In a tight race, it is very difficult to predict a winner with confidence. The trouble in this election cycle is that most pollsters didn’t even predict that the race would be this tight. Regardless of the actual outcome of the election, one might say that the biggest losers in the 2016 and 2020 election cycles are the pollsters and pundits.
How could they be so far off twice in a row by such large margins? Not just for the presidential election, but for congressional races, too? I, along with many other analytics geeks, attributed sampling errors to the wrong prediction of the last presidential election. For one, when you sample sparsely populated areas, minor misrepresentation of key factors can lead to wrong answers. When voting patterns are divided by rural and suburban areas, for example, such sampling bias amplifies even further.
To avoid the same mistake, I heard that some analysts tried to oversample segments such as “Non-college-graduate White Males” this time. Apparently, that wasn’t good enough, was it? Also, if sample sizes of certain segments are to be manipulated, how did they do it, and by how much? How do analysts make impartial judgements when faced with such challenges? It will be difficult to find just two statisticians who completely agree with each other on the methodology.
Then there are human factors. They say modeling is half-science, half-art, and I used to agree with that statement wholeheartedly. But looking at vastly wrong predictions, I am beginning to think that the art part may be problematic, at least in some cases. Old-fashioned modeling involves heavy human intervention in variable selection and determination of the final algorithm among test models. Statisticians, who are known to be quite opinionated, can argue about seemingly simple matters such as “optimum number of predictors in a model” until cows come home.
In reality, no amount of statistical efforts can safely offset sampling biases, and worse, “wrong” data.

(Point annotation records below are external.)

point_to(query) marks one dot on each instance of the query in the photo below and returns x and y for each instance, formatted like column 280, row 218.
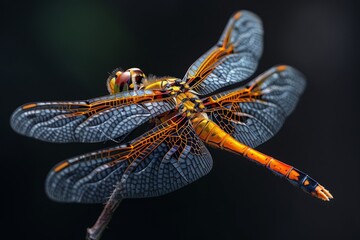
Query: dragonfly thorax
column 189, row 103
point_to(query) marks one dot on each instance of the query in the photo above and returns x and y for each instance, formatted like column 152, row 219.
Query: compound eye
column 123, row 79
column 138, row 78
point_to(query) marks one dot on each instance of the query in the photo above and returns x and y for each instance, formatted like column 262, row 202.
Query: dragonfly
column 185, row 114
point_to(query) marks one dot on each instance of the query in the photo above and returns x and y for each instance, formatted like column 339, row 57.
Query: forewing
column 233, row 59
column 255, row 113
column 160, row 161
column 94, row 120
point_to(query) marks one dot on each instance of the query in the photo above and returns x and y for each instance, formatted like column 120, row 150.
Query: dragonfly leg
column 94, row 233
column 213, row 135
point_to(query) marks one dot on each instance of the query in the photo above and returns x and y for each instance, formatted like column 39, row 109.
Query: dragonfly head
column 131, row 79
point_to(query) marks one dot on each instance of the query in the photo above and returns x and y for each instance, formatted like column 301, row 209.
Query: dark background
column 61, row 50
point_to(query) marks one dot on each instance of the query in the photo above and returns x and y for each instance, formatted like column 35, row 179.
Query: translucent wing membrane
column 160, row 161
column 255, row 113
column 94, row 120
column 233, row 59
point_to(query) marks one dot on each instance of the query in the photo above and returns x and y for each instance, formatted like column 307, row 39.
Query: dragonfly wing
column 233, row 59
column 255, row 113
column 94, row 120
column 160, row 161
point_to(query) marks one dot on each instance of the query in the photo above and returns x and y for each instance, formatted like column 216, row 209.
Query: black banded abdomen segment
column 95, row 120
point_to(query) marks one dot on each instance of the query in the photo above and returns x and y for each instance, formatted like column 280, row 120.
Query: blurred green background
column 64, row 50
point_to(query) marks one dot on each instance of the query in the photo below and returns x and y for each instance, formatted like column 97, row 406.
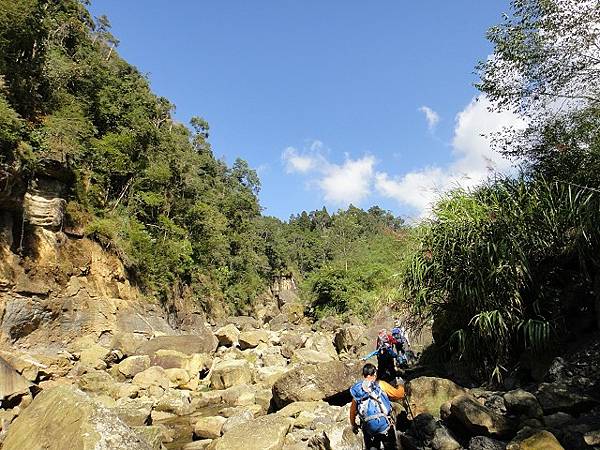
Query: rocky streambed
column 279, row 384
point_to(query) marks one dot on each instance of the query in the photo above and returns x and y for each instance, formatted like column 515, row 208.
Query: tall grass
column 491, row 267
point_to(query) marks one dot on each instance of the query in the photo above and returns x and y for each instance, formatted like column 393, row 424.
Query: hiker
column 402, row 343
column 371, row 402
column 386, row 357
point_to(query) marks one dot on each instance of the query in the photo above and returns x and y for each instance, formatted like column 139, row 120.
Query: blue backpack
column 373, row 405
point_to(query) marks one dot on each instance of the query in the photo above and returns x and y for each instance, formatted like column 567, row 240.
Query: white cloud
column 341, row 184
column 431, row 116
column 297, row 163
column 473, row 160
column 349, row 182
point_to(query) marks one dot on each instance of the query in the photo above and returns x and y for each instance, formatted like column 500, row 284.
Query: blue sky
column 332, row 101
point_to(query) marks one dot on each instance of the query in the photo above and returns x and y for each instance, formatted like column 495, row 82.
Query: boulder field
column 87, row 362
column 241, row 385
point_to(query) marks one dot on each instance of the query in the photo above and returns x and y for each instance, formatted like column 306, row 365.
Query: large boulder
column 209, row 427
column 309, row 382
column 349, row 337
column 486, row 443
column 134, row 412
column 477, row 418
column 322, row 343
column 557, row 397
column 230, row 373
column 428, row 394
column 11, row 383
column 133, row 365
column 174, row 401
column 522, row 403
column 153, row 376
column 529, row 439
column 263, row 433
column 65, row 417
column 244, row 323
column 251, row 339
column 187, row 343
column 310, row 356
column 228, row 335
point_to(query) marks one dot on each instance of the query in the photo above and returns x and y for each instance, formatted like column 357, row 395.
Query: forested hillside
column 149, row 188
column 510, row 270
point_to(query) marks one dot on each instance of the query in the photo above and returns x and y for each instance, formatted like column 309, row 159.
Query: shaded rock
column 478, row 419
column 428, row 394
column 153, row 376
column 279, row 322
column 444, row 440
column 66, row 418
column 592, row 438
column 311, row 382
column 263, row 433
column 244, row 323
column 528, row 439
column 337, row 436
column 97, row 381
column 11, row 383
column 133, row 365
column 174, row 401
column 556, row 397
column 348, row 337
column 94, row 356
column 178, row 377
column 42, row 211
column 209, row 427
column 524, row 403
column 235, row 418
column 557, row 420
column 308, row 356
column 485, row 443
column 227, row 335
column 197, row 445
column 134, row 412
column 323, row 344
column 230, row 373
column 251, row 339
column 188, row 344
column 239, row 395
column 153, row 435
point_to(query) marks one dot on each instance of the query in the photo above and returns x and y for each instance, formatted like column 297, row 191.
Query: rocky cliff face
column 57, row 287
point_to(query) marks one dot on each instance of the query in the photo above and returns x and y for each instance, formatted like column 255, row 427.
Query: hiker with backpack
column 386, row 357
column 402, row 343
column 371, row 403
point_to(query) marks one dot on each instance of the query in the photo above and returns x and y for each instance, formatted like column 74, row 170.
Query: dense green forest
column 150, row 189
column 511, row 269
column 504, row 270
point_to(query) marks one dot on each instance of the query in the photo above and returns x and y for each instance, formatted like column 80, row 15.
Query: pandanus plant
column 491, row 267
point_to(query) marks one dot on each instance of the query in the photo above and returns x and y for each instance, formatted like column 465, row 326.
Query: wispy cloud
column 297, row 163
column 473, row 160
column 431, row 116
column 341, row 184
column 349, row 182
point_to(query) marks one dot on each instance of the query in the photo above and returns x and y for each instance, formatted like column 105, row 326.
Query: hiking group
column 372, row 396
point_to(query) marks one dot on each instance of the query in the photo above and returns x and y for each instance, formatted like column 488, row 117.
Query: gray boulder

An old expression—garbage-in, garbage-out—applies here. If a survey respondent did not answer the question honestly, that should be considered as a wrong piece of information. Erroneous data don’t stem only from data collection or processing errors. Some just show up wrong.
The human factor goes beyond model development. When faced with a piece of prediction, how would a decision-maker react to it? Let’s say a weather forecaster predicted that there will be 60% chance of shower tomorrow morning. How would a user apply that information? Would he carry an umbrella all day? Would he cancel his golf outing? People use information the way they see fit, and that has nothing to do with validity of employed data or modeling methodologies. Would it make a difference if the forecaster was 90% certain about the rain? Maybe. In any case, it is nearly impossible to ask ordinary users to get rid of all emotions when making decisions.
Granted that we cannot expect to eliminate emotional factors on the user side, data scientists must find more impartial way to build predictive models. They may not have full control over ins and outs of the data flow, but they can transform available data and select predictive variables at will. And they have full control over methodologies for variable selection and model development. In other words, there is room to be creative beyond what they are accustomed to or trained for.